Saturday, December 8, 2012

Self Doubt and Writing

My sister is an artist.

Some of my earliest memories are of her drawing or of people talking about her drawing.



Each word used to describe her and each word is absolutely true. Me on the other hand…I can’t draw a stick figure.  

For years, I used to watch my sister about pull her hair out over her work. “It’s not good enough,” she’d say or “It’s not done.”

I would sit back on the couch of our small living room and see nothing but spectacular brilliance. How could she not see the absolute beauty she created when it was right there staring her in the face?

I never got it…until I took my fascination with storytelling and decided to pursue a publishing career.

Last week, I finished revisions for a story and I felt a little stir crazy as I closed out the document. Doubt nagged and chewed at my confidence. My mind raced through all the possible other things I could have done with the storyline, characterization, or plot.

My trusted beta readers and critique partners all told me that it was ready…that they loved the story, but when I would reopen the document, all I saw were things I could have done differently or possibly better.

Let me throw this onto the table: I feel this way with every story I finish and each time I type “The End” I understand my sister.

My book was like her painting; it’s my work of art. While others can appreciate its beauty for what it is, as the artist, I see where I could improve.

And when I made the connection, when I realized I wasn’t appreciating the beauty in front of me, I took a step back and a deep breath.

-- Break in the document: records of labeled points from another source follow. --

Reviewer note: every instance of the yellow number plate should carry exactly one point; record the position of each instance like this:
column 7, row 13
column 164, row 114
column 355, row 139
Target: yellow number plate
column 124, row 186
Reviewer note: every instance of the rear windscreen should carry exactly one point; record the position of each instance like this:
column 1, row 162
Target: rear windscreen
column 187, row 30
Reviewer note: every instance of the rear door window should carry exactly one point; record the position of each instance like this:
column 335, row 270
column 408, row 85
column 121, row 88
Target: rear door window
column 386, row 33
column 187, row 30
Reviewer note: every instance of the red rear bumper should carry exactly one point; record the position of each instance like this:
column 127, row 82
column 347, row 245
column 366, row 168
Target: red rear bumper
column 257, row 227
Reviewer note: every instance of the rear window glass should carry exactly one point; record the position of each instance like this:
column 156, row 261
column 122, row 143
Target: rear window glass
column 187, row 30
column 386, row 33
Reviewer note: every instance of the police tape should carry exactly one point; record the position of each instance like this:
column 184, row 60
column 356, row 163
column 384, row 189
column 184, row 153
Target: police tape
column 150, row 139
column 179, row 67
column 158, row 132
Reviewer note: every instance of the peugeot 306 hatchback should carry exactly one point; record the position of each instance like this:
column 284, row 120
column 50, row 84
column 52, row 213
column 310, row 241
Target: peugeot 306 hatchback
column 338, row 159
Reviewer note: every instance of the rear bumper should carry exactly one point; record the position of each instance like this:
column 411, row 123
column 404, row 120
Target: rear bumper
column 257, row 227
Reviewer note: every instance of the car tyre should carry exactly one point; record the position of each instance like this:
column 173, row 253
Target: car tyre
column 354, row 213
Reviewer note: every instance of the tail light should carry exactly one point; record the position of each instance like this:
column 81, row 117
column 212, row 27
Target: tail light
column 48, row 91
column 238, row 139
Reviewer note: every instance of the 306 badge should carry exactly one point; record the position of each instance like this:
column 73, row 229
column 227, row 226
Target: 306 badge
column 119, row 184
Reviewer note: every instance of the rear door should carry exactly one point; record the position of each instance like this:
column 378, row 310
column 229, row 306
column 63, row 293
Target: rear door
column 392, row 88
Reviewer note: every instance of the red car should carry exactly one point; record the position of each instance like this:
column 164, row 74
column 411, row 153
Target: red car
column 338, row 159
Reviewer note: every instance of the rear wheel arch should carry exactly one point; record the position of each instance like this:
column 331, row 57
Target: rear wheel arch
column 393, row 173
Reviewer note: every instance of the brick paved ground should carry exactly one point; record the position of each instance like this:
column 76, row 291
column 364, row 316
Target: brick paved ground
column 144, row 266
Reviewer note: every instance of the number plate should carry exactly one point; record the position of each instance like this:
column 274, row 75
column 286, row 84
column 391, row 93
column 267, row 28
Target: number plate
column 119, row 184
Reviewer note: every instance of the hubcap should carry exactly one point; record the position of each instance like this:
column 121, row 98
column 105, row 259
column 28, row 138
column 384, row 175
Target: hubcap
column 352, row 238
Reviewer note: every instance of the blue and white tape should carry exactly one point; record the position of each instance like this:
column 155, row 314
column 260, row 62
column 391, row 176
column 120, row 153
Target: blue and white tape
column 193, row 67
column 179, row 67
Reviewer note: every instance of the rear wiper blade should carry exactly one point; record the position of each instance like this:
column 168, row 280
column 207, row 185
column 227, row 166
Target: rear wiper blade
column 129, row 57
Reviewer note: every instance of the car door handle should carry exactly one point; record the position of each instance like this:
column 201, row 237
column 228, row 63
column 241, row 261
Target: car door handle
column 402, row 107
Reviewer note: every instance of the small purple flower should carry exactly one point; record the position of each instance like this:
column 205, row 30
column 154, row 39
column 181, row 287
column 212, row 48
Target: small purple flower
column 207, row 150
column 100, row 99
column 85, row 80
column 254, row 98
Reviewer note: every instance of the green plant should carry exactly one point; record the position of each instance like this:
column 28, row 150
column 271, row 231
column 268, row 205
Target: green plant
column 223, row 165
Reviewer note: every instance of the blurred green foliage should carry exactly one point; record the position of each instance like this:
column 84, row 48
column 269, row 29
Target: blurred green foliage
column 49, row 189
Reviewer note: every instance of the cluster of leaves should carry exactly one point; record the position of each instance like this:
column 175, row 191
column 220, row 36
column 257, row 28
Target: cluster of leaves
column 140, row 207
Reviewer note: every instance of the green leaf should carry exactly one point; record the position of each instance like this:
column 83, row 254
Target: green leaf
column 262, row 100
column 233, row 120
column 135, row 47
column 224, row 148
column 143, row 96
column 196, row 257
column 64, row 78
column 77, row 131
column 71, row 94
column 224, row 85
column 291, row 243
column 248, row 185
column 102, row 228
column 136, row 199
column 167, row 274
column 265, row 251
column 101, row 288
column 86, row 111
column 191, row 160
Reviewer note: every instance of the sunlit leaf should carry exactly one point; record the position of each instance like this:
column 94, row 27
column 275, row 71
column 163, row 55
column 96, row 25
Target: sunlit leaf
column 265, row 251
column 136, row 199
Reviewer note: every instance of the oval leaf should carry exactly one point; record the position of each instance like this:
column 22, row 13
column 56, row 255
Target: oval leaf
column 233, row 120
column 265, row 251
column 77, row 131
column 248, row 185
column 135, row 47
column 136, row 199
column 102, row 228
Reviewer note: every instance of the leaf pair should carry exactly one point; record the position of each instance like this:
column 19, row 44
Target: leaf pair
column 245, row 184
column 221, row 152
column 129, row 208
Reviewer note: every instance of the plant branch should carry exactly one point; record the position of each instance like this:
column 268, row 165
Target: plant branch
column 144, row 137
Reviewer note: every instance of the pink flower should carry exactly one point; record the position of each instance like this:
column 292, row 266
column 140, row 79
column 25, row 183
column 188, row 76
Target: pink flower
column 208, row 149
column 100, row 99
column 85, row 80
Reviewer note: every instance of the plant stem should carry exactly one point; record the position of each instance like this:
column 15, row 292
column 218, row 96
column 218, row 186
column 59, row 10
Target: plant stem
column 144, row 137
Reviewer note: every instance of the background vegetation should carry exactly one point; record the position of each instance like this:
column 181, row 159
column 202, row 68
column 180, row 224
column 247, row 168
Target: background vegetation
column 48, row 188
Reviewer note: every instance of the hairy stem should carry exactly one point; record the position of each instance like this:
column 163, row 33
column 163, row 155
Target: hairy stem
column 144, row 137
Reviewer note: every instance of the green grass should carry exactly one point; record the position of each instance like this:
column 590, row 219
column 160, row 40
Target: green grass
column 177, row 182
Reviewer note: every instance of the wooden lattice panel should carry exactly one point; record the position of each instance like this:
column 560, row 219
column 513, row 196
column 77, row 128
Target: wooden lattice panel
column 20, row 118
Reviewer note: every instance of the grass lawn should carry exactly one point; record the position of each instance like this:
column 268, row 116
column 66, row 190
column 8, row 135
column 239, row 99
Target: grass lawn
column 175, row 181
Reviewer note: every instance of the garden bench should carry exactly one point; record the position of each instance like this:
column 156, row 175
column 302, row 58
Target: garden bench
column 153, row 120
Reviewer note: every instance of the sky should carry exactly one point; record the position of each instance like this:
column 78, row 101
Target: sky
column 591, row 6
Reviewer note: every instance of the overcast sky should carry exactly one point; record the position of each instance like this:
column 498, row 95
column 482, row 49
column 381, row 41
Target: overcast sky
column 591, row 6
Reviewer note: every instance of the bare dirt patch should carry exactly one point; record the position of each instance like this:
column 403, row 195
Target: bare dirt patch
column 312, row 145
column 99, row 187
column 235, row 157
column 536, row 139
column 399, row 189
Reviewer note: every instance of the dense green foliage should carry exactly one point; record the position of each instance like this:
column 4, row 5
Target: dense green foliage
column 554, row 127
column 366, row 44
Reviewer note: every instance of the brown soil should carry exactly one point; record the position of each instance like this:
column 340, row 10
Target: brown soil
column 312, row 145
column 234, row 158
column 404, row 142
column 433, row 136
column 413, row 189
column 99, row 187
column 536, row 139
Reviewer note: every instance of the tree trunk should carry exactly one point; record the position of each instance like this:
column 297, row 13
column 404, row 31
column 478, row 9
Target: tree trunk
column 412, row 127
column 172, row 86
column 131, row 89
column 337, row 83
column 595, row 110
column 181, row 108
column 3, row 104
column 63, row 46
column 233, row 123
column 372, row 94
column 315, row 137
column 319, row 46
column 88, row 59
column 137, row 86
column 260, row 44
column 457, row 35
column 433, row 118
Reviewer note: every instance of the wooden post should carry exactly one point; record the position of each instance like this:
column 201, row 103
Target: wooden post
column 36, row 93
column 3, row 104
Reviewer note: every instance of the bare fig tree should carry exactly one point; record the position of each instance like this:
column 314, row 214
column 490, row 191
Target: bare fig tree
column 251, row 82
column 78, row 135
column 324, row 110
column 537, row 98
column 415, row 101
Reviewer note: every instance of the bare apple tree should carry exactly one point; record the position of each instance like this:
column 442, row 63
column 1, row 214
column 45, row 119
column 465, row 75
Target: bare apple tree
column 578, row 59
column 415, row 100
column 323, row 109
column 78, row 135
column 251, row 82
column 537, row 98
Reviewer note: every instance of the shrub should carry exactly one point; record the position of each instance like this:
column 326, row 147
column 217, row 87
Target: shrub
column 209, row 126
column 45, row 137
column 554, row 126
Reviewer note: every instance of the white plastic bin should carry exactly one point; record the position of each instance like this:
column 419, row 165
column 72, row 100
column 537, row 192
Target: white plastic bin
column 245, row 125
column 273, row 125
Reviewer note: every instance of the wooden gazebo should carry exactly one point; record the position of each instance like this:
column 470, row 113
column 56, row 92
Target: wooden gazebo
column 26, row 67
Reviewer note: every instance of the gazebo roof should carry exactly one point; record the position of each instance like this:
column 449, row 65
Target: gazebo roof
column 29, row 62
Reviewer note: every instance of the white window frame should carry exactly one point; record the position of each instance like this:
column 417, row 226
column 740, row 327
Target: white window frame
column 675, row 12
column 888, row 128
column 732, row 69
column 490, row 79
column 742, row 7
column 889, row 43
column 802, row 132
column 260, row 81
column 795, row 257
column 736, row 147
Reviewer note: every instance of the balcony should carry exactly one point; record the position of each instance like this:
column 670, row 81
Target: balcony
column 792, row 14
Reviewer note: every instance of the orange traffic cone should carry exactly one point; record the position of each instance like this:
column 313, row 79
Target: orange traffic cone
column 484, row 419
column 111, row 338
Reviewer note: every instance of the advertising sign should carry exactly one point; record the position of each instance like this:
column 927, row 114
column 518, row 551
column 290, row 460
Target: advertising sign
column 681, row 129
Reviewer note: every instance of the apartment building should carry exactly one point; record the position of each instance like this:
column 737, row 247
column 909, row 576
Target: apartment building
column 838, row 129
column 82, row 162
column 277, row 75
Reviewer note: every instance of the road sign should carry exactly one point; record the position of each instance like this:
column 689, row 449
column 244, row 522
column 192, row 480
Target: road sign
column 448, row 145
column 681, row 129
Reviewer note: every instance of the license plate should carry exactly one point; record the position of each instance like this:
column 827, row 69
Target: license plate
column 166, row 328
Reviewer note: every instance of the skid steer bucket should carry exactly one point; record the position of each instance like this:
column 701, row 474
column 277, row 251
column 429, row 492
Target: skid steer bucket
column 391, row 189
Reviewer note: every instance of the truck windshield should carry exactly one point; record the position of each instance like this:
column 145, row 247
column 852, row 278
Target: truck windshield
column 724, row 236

I love my story. I love my characters and the plot and everything about it. Writers are artists. We use words instead of a paintbrush. I think it’s good that we are always pushing ourselves to be better, but remember to take a step back and congratulate yourself for your accomplishments.


Natalie Aguirre said...

I can only draw stick people too. I totally understand your sister's feelings too. But that's a great idea to take a step back and just celebrate the accomplishment of finishing. Thanks for reminding us to do that.

Kristin Lenz said...

Thanks, Katie. This is so true. Writers are always asking how to know when their work is done, because it never seems done - there's always something to change or improve. I took a drawing class a couple months ago (my first since middle school), and there was a point during one of our projects when my teacher told me to stop. "It's good," she said, "you're going to mess it up if you keep adding to it." The same can be true with writing - I definitely have one manuscript that is overwritten, trying to please not only myself but trying to incorporate everyone else's opinions too.

Colette Ballard said...

You are so right-it's important to appreciate the art of our work instead of always focusing on the flaws! Great post!

Stina Lindenblatt said...

I'm bad at this too. Great idea about celebrating the accomplishment of just finishing the MS. It's so easy to forget that important step.